I've been sick, and I feel like shit.

It's wrong that anyone should be ill at this gorgeous time of year, in this gorgeous city.

But--

I defy convention.

The point is, I made some special soup yesterday. Soup for the soul. Because my soul needs a lot of comforting when it doesn't feel good.

Tomato soup is gorgeous. Ideally it is eaten with a blisteringly hot, grilled cheese sandwich. (When I was little I thought that grilled cheese was actually girl cheese. I also thought that cheese burgers were pronounced cheese boogers. But that's probably more than you wanted to know.) Of course, because I wanted a grilled cheese, we had no bread, so I simply ate the soup with some shredded Guyere. And for dessert ate a pear.

And then, I still felt sick, but also, comforted. Which is really the whole reason for ever eating soup in the first place.

Roasted Tomato Soup
from Gourmet Today

Note: The recipe says to strain the tomatoes, which I really don't have time for, so I just when ahead and pureed them.
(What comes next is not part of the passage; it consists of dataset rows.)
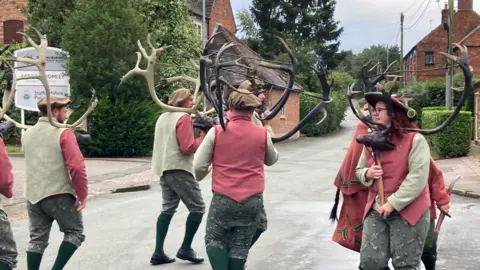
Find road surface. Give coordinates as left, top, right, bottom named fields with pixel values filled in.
left=7, top=114, right=480, bottom=270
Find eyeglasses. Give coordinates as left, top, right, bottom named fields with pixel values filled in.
left=373, top=108, right=387, bottom=114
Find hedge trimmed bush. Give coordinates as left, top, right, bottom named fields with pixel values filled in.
left=402, top=74, right=474, bottom=127
left=422, top=108, right=473, bottom=158
left=81, top=99, right=160, bottom=157
left=300, top=92, right=348, bottom=137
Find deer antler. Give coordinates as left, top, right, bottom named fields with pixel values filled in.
left=5, top=27, right=98, bottom=130
left=157, top=59, right=211, bottom=117
left=120, top=34, right=198, bottom=114
left=399, top=43, right=474, bottom=135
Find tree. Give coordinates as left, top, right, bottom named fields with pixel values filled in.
left=135, top=0, right=202, bottom=97
left=23, top=0, right=77, bottom=47
left=350, top=45, right=401, bottom=78
left=250, top=0, right=344, bottom=69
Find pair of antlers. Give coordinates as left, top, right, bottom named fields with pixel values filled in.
left=120, top=34, right=214, bottom=117
left=348, top=43, right=474, bottom=139
left=200, top=35, right=333, bottom=142
left=0, top=27, right=98, bottom=130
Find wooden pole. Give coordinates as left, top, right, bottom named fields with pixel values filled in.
left=375, top=153, right=385, bottom=206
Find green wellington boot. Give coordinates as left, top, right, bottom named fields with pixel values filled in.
left=52, top=241, right=77, bottom=270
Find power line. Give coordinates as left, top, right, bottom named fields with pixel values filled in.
left=403, top=0, right=426, bottom=13
left=409, top=0, right=427, bottom=21
left=405, top=0, right=432, bottom=29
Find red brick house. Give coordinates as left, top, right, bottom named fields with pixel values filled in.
left=403, top=0, right=480, bottom=83
left=0, top=0, right=237, bottom=44
left=188, top=0, right=237, bottom=39
left=207, top=24, right=303, bottom=139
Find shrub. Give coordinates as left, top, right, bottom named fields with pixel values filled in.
left=422, top=109, right=472, bottom=158
left=300, top=92, right=348, bottom=137
left=81, top=99, right=159, bottom=157
left=402, top=76, right=474, bottom=126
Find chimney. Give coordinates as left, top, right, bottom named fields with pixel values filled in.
left=458, top=0, right=473, bottom=10
left=442, top=3, right=450, bottom=31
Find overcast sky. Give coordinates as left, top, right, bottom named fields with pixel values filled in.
left=230, top=0, right=480, bottom=54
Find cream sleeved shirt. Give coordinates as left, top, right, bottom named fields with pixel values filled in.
left=356, top=134, right=430, bottom=212
left=193, top=128, right=279, bottom=181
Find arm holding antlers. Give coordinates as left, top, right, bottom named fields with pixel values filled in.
left=0, top=135, right=13, bottom=198
left=60, top=129, right=88, bottom=209
left=176, top=114, right=205, bottom=154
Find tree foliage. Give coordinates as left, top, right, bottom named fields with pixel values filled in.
left=23, top=0, right=78, bottom=48
left=250, top=0, right=343, bottom=69
left=135, top=0, right=202, bottom=97
left=338, top=44, right=401, bottom=79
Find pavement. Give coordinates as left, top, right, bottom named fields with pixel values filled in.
left=0, top=112, right=480, bottom=270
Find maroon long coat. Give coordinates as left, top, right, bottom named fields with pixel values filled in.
left=332, top=122, right=368, bottom=252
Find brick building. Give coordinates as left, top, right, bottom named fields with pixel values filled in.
left=207, top=24, right=302, bottom=139
left=403, top=0, right=480, bottom=83
left=0, top=0, right=237, bottom=44
left=188, top=0, right=237, bottom=39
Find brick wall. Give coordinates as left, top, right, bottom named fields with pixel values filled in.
left=267, top=89, right=300, bottom=139
left=208, top=0, right=237, bottom=36
left=0, top=0, right=25, bottom=44
left=404, top=10, right=480, bottom=82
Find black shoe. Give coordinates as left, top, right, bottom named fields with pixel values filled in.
left=177, top=249, right=204, bottom=263
left=150, top=252, right=175, bottom=265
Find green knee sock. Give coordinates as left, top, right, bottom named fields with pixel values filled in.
left=206, top=246, right=229, bottom=270
left=182, top=213, right=203, bottom=250
left=228, top=258, right=245, bottom=270
left=27, top=251, right=43, bottom=270
left=250, top=229, right=263, bottom=248
left=52, top=241, right=77, bottom=270
left=155, top=214, right=173, bottom=253
left=422, top=255, right=437, bottom=270
left=0, top=261, right=12, bottom=270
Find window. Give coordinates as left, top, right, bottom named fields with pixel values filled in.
left=425, top=52, right=434, bottom=66
left=3, top=20, right=23, bottom=44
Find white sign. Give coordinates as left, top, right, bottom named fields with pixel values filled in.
left=14, top=47, right=70, bottom=111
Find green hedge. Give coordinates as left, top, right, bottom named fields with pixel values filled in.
left=81, top=99, right=160, bottom=157
left=300, top=92, right=348, bottom=137
left=402, top=74, right=474, bottom=127
left=422, top=108, right=473, bottom=158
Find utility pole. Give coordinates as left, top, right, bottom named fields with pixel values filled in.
left=202, top=0, right=207, bottom=113
left=400, top=12, right=405, bottom=88
left=445, top=0, right=455, bottom=110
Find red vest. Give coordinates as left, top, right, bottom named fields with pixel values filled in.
left=212, top=114, right=267, bottom=202
left=363, top=132, right=430, bottom=226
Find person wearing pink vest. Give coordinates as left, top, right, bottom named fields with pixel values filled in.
left=194, top=89, right=278, bottom=270
left=225, top=80, right=275, bottom=248
left=356, top=92, right=431, bottom=270
left=0, top=123, right=18, bottom=270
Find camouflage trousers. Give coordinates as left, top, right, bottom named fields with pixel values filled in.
left=360, top=209, right=430, bottom=270
left=258, top=199, right=268, bottom=231
left=160, top=170, right=205, bottom=215
left=205, top=192, right=263, bottom=260
left=0, top=209, right=18, bottom=268
left=27, top=194, right=85, bottom=254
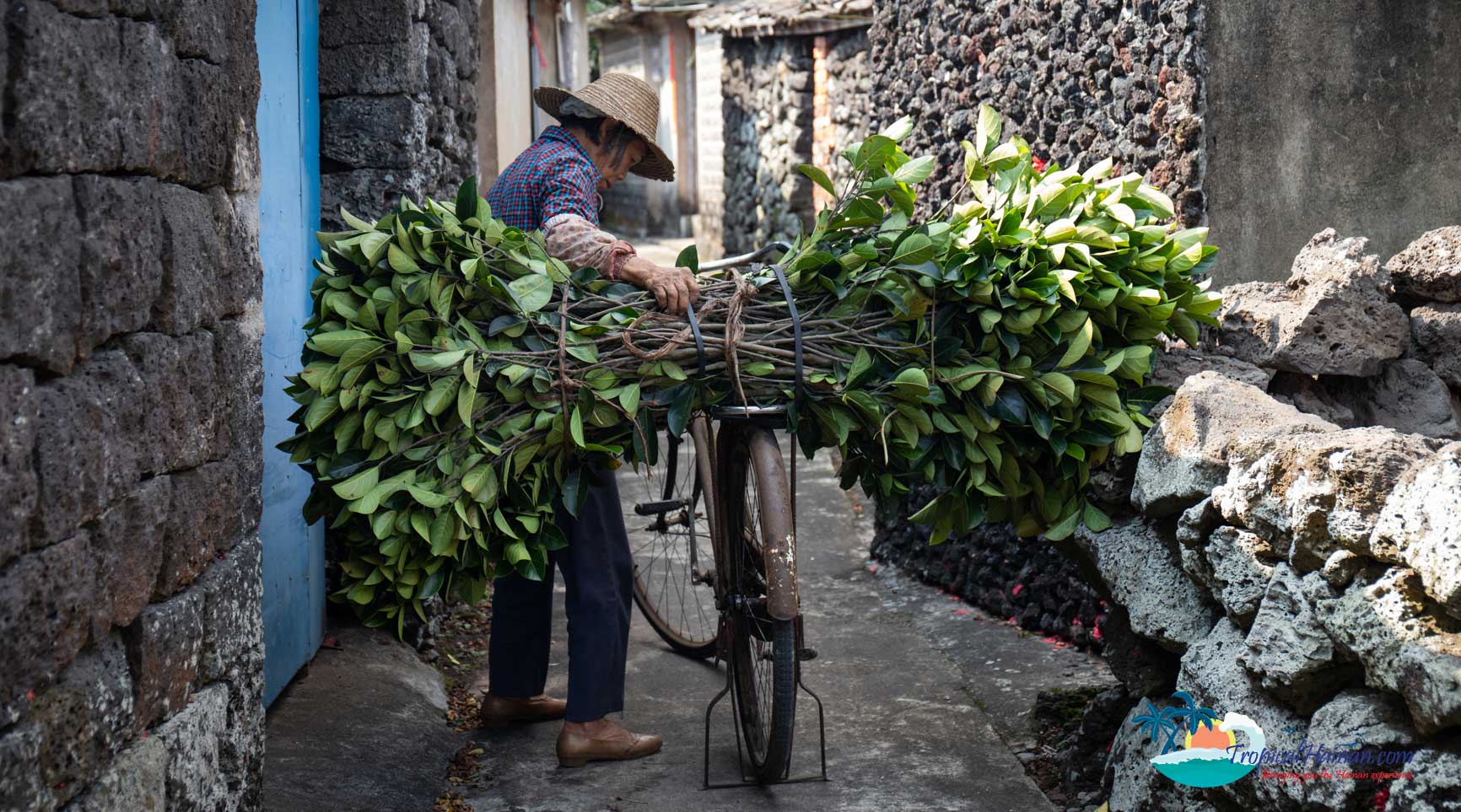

4 pounds tomatos, halved lenghtwise
6 garlic cloves, left unpeeled
3 tablespoons olive oil
salt and freshly ground black pepper
2 tablespoons unsalted butter
1 medium onion, finely chopped
1/2 teaspoon dried organo, crumbled
2 teaspoons sugar
3 cups chicken stock or store-bought reduced-sodium broth OR vegetable broth
1/2 cup heavy cream

Put a rack in middle oven and preheat oven to 350 F. Arrange tomatoes cut side up in one layer on a large baking sheet. Scatter garlic around tomatoes. Drizzle tomatoes with oil and sprinkle with 1/2 teaspoon salt and 1/4 teaspoon pepper.
Roast until tomatoes are browned around edges but still juicy, about 1 hour. Cool in pan on a rack then peel garlic. Melt butter in a 6-to 8-quart heavy pot over moderately low heat. Add onion, oregano, and sugar and cook, stirring frequently until onion is softened, about 5 minutes. Ad tomatoes, garlic and stock, bring to a simmer, and simmer covered, for 20 minutes to allow flavors to blend.
Puree soup in batcches in a blender (use caution when blending hot liquids), then pour througha fine-mesh sieve into cleaned pot, pressing on solids;discard solids. Stir in cream and salt and pepper to taste and simmer for 2 minutes. Serve, preferably with a grilled cheese sandwich.